Un intervento delicatissimo, poi il peggioramento e il ricovero in terapia intensiva. Un bambino di due anni e mezzo è in condizioni gravissime all’ospedale Monaldi di Napoli dopo aver ricevuto un cuore ritenuto compromesso già prima dell’impianto. L’organo era arrivato dalla provincia di Bolzano per un trapianto urgente.
Secondo quanto segnalato dalla famiglia, il cuore sarebbe stato “bruciato” dal ghiaccio secco usato durante il trasporto, anziché dal ghiaccio tradizionale. Un errore che ora è al centro di accertamenti giudiziari e sanitari. La direzione dell’ospedale ha disposto la sospensione cautelare di due chirurghi dell’équipe trapianti, in attesa di chiarire la sequenza dei fatti.
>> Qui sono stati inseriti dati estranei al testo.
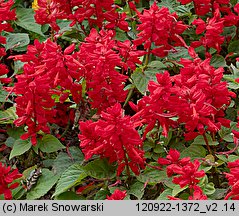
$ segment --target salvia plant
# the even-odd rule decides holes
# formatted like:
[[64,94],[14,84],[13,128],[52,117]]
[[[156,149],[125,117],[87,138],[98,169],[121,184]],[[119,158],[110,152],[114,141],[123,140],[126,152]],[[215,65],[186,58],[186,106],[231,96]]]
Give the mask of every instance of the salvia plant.
[[239,1],[0,0],[0,199],[239,199]]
Leggi anche: Vai piano! A Napoli bimbo di cinque anni guida il motoscafo
L’operazione sarebbe andata avanti nonostante le condizioni dell’organo. A sollevare dubbi è il legale dei genitori, l’avvocato Francesco Petruzzi. Ai familiari sarebbe stato comunicato che il nuovo cuore era stato impiantato, pur in presenza di criticità. Resta da capire perché si sia deciso di proseguire, anche alla luce del fatto che il cuore del piccolo era già stato rimosso.
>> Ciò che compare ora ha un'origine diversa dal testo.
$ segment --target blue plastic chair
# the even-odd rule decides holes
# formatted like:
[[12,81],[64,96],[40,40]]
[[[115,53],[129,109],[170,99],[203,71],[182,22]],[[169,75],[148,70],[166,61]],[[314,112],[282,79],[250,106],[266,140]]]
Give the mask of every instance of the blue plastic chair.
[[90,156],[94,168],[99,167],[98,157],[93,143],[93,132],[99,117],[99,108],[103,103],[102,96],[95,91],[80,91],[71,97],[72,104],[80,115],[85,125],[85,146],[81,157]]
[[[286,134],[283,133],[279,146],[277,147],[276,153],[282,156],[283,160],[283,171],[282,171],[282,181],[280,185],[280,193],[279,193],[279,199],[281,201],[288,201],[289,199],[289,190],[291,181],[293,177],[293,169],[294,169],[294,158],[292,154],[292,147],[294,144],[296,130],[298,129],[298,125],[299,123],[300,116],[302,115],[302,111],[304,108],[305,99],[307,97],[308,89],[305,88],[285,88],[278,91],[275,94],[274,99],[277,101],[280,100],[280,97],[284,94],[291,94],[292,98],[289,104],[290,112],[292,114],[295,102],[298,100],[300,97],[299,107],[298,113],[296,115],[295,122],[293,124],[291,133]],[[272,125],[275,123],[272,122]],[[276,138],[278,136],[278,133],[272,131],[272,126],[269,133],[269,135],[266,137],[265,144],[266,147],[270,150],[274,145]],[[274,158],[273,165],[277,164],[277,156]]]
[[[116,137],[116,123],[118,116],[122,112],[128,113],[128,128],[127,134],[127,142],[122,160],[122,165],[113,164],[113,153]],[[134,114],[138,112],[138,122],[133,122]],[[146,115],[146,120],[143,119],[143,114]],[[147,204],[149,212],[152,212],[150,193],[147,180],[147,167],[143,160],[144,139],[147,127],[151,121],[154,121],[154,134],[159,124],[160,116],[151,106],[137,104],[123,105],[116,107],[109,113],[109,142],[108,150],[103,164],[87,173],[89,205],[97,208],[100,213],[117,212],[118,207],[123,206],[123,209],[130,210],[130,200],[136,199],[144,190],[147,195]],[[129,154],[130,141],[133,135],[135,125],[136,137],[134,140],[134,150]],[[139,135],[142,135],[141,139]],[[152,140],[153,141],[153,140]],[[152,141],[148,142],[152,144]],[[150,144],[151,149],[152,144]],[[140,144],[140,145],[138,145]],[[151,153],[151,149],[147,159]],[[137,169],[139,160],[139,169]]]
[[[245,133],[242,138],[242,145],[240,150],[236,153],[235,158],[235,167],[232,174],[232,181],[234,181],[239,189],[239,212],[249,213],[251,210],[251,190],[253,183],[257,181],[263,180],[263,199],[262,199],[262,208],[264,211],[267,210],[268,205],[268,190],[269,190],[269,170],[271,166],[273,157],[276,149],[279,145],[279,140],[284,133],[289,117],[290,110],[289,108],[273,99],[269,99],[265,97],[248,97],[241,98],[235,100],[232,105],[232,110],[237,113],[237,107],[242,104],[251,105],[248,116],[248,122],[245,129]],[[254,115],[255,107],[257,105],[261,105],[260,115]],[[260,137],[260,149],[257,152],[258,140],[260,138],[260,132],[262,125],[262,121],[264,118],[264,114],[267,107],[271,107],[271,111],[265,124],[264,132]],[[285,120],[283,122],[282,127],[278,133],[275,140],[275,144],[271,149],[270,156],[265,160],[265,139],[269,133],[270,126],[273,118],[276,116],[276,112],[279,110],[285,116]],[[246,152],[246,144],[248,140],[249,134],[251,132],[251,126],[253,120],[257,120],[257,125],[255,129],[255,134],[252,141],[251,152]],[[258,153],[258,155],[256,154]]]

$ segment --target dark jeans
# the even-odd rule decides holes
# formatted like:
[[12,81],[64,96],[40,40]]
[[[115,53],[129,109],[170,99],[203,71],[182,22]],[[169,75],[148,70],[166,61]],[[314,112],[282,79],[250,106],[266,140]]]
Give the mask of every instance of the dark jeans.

Intanto il bambino è collegato da circa 50 giorni a un macchinario che ne sostiene le funzioni vitali. Una situazione che mette sotto pressione anche gli altri organi. L’obiettivo indicato dalla famiglia è uno solo: trovare al più presto un altro cuore compatibile per tentare un nuovo trapianto.
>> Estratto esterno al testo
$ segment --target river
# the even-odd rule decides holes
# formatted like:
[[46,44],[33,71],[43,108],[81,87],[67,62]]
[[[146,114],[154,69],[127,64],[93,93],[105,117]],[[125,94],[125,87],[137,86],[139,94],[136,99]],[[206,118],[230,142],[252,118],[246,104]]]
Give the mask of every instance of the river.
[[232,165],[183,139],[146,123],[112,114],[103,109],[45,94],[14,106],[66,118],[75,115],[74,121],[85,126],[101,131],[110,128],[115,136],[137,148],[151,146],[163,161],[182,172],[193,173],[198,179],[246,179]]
Sulla vicenda lavorano la Procura di Napoli e quella di Bolzano, dove l’organo era stato prelevato, insieme a un audit interno avviato dalla struttura sanitaria. Gli inquirenti dovranno ricostruire le fasi del prelievo, del trasporto e della gestione in sala operatoria.
Accanto al letto del figlio c’è la madre, che parla di dolore ma evita accuse in questa fase. Dice di voler pensare solo alla sopravvivenza del bambino e ringrazia il personale che lo assiste giorno e notte. La richiesta di chiarimenti resta, ma viene rimandata a quando l’emergenza sarà superata.